A practical approach to prescribing HRT
A few important points to consider before prescribing HRT
- It is necessary to start therapy with a minimum dose of hormones.
- In modern conditions, it is preferable to use drugs containing 17 beta-estradiol as an estrogen component, and progesterone, dydrogesterone and dienogest as a progestogen. Other gestagens increase the risk of developing breast cancer to a greater extent.
- If an androgenic effect is needed, then it is better not to use 19-norsteroids, but to prefer Livial, and in perimenopause - symptomatic drugs (antidepressants, etc.)

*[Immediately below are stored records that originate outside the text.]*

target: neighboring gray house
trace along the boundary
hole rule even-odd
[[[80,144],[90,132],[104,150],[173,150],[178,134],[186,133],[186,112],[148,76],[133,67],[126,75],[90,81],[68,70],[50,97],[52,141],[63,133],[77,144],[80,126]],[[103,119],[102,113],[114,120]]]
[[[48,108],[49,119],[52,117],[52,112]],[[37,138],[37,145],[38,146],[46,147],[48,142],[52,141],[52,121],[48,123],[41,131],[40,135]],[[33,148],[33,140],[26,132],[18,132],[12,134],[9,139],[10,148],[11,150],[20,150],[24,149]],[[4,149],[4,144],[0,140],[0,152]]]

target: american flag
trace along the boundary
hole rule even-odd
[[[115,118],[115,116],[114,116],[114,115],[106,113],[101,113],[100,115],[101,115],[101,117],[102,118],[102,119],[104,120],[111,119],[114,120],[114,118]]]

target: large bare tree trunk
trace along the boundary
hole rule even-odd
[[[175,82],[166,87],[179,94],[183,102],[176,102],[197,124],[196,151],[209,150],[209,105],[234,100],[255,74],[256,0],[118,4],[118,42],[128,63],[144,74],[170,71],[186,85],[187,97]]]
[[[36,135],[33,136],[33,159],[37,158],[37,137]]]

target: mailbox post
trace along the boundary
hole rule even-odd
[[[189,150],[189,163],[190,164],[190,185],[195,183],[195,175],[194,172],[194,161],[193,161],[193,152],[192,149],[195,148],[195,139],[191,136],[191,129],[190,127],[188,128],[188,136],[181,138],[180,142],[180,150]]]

- If there are only urogenital disorders - locally Ovestin, systemic - it is irrational.
- If the problem is only in osteoporosis - non-hormonal drugs (bisphosphonates, raloxifene, etc.)
- Concomitant pathology (thrombosis, cardiovascular diseases, depressive states) determines the preferred route of drug administration - parenteral (plasters, gels).
- The presence or absence of the uterus determines the composition of therapy (mono or combined)
It is believed that the duration of HRT should be on average 5-7 years, if we talk about the real prevention of osteoporosis, cardiovascular diseases and the treatment of urogenital disorders.
Given the data on a possible increase in the risk of breast cancer after 10 years, patients should be given maximum information about this situation. The main thing is the annual monitoring of the state of the genital organs (ultrasound, oncocytology) and mammary glands (mammography), according to indications - the determination of the lipid spectrum and blood glucose levels, the production of a hemostasiogram (assessment of the blood coagulation system).